In the quest for sustainability and carbon neutrality, many food & beverage companies are turning to carbon credits as a strategic tool. With over 25% of the world’s largest food & beverage companies committing to net-zero targets (based on the Net Zero Tracker data including 4,056 food & beverage companies), the carbon credit market is projected to grow exponentially. However, the journey towards sustainability is fraught with challenges, particularly in navigating the complex carbon credit landscape.
Carbon credits are a way for companies to compensate for their greenhouse gas (GHG) emissions by investing in projects that reduce or remove an equivalent amount of emissions elsewhere. Food & beverage companies can buy these credits from projects that either prevent emissions (avoidance) or remove them from the atmosphere (removal). Each credit typically represents the reduction of one metric ton of carbon dioxide equivalent.
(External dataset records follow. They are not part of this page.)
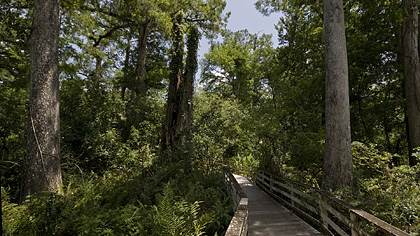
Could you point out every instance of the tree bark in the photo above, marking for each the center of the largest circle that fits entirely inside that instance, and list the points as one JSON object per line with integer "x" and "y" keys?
{"x": 139, "y": 88}
{"x": 170, "y": 136}
{"x": 43, "y": 169}
{"x": 411, "y": 67}
{"x": 184, "y": 120}
{"x": 338, "y": 167}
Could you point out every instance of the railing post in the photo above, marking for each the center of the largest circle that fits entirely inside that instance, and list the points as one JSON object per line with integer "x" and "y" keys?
{"x": 353, "y": 219}
{"x": 323, "y": 211}
{"x": 271, "y": 183}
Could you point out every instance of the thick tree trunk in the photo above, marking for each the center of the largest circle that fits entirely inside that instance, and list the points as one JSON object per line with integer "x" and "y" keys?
{"x": 139, "y": 88}
{"x": 411, "y": 66}
{"x": 170, "y": 136}
{"x": 184, "y": 120}
{"x": 338, "y": 167}
{"x": 43, "y": 170}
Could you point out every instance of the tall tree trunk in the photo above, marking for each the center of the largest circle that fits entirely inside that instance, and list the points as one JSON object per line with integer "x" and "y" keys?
{"x": 139, "y": 88}
{"x": 43, "y": 169}
{"x": 411, "y": 67}
{"x": 184, "y": 120}
{"x": 338, "y": 167}
{"x": 170, "y": 137}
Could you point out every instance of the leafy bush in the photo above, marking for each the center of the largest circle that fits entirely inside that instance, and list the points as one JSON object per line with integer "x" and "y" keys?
{"x": 389, "y": 192}
{"x": 167, "y": 202}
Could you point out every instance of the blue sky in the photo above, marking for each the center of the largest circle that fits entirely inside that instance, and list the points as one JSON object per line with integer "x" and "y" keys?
{"x": 245, "y": 16}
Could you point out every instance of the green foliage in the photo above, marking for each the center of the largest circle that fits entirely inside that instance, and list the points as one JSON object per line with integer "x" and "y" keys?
{"x": 125, "y": 203}
{"x": 386, "y": 191}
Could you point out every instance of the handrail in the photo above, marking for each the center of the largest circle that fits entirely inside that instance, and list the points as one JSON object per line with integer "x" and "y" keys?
{"x": 239, "y": 224}
{"x": 332, "y": 215}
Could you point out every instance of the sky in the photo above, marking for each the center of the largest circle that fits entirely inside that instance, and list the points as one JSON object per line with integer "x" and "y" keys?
{"x": 245, "y": 16}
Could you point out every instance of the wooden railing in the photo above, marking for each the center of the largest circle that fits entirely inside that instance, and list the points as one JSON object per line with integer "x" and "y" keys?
{"x": 331, "y": 215}
{"x": 239, "y": 224}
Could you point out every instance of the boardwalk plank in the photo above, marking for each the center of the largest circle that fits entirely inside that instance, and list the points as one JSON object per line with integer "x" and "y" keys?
{"x": 268, "y": 217}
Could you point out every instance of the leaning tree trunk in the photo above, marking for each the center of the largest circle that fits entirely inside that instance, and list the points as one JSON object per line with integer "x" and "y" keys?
{"x": 411, "y": 66}
{"x": 43, "y": 170}
{"x": 338, "y": 167}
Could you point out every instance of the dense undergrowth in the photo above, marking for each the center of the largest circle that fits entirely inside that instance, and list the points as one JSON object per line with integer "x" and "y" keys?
{"x": 383, "y": 187}
{"x": 161, "y": 200}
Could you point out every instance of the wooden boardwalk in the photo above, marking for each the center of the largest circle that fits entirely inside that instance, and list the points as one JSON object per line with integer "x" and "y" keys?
{"x": 268, "y": 217}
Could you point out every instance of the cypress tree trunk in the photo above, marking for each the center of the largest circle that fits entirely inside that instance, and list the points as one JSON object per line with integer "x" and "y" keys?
{"x": 43, "y": 169}
{"x": 338, "y": 167}
{"x": 170, "y": 136}
{"x": 411, "y": 67}
{"x": 139, "y": 90}
{"x": 184, "y": 120}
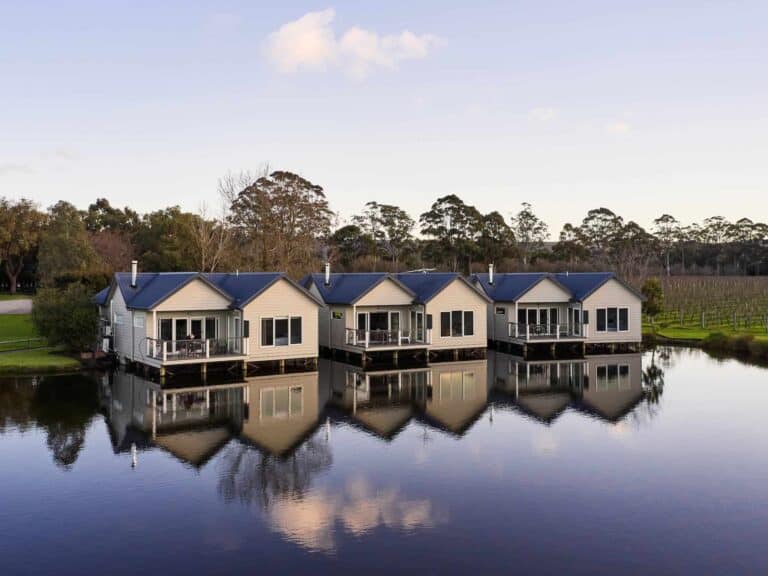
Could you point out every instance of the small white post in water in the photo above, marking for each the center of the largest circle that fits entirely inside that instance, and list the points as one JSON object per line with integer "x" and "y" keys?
{"x": 134, "y": 456}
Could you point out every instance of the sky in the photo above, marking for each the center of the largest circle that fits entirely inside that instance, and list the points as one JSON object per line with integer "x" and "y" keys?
{"x": 641, "y": 107}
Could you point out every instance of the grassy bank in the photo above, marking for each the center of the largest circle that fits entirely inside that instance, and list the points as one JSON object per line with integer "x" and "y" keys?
{"x": 749, "y": 343}
{"x": 37, "y": 361}
{"x": 6, "y": 296}
{"x": 16, "y": 327}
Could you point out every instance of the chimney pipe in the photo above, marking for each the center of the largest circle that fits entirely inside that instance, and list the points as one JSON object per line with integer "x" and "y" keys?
{"x": 134, "y": 272}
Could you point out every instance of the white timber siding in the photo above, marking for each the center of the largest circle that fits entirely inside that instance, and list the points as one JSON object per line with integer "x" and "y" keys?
{"x": 196, "y": 295}
{"x": 122, "y": 333}
{"x": 386, "y": 293}
{"x": 459, "y": 296}
{"x": 282, "y": 300}
{"x": 609, "y": 295}
{"x": 547, "y": 292}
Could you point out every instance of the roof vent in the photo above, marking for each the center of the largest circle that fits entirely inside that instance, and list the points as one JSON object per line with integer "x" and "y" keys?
{"x": 134, "y": 272}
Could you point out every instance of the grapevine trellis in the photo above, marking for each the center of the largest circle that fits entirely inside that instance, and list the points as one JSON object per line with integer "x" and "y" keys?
{"x": 734, "y": 302}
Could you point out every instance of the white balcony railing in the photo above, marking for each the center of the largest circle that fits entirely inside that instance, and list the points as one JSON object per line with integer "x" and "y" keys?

As global awareness of climate change intensifies, companies are setting ambitious targets to combat greenhouse gas emissions.
Net Zero aims to balance the amount of greenhouse gas emissions released into the atmosphere with the amount removed. Achieving Net Zero, as defined by SBTi, involves prioritizing direct action through sequestration and reduction activities. While SBTi discourages reliance on offsets, it allows up to 10% offsetting for validation due to the acknowledged difficulty of complete avoidance.
Carbon Neutrality implies achieving a state where the total carbon emissions associated with the production and supply chain activities are entirely offset or balanced by measures that remove or reduce an equivalent amount of carbon dioxide from the atmosphere.
Carbon credits are generated from projects that either avoid the generation of greenhouse gas emissions or remove greenhouse gases from the atmosphere. These projects encompass “nature-based solutions” like reforestation and regenerative agriculture, as well as “engineered solutions” such as carbon capture and storage. Understanding the nuances of these projects is essential for companies aiming to make informed choices.
Project that maximize co-benefits to extend beyond emissions reduction are recommended. Companies can strategically select projects that not only achieve carbon neutrality but also deliver broader environmental and social advantages. By supporting initiatives that contribute to biodiversity, enhance water quality, empower communities, and improve health, businesses can not only fulfill carbon reduction goals but also enhance brand reputation, build stakeholder trust, and align with broader sustainability objectives.
Navigating the market involves interacting with various entities, including carbon credit registries, standards bodies, verifiers, brokers, marketplaces, and ratings agencies. Understanding their roles and assessing the credibility of each player is crucial for effective participation.
Companies must carefully choose their carbon credit strategy to align with industry practices, sustainability goals, and risk tolerance. While high-quality credits reduce the risk of negative publicity and greenwashing, incorporating co-benefits can enhance reputational benefits.
As companies embark on the journey of sustainability through carbon credits, informed decision-making is paramount. By understanding the market dynamics, assessing project attributes, and aligning with industry standards, food and beverage companies can contribute to a more sustainable future while meeting their carbon reduction goals.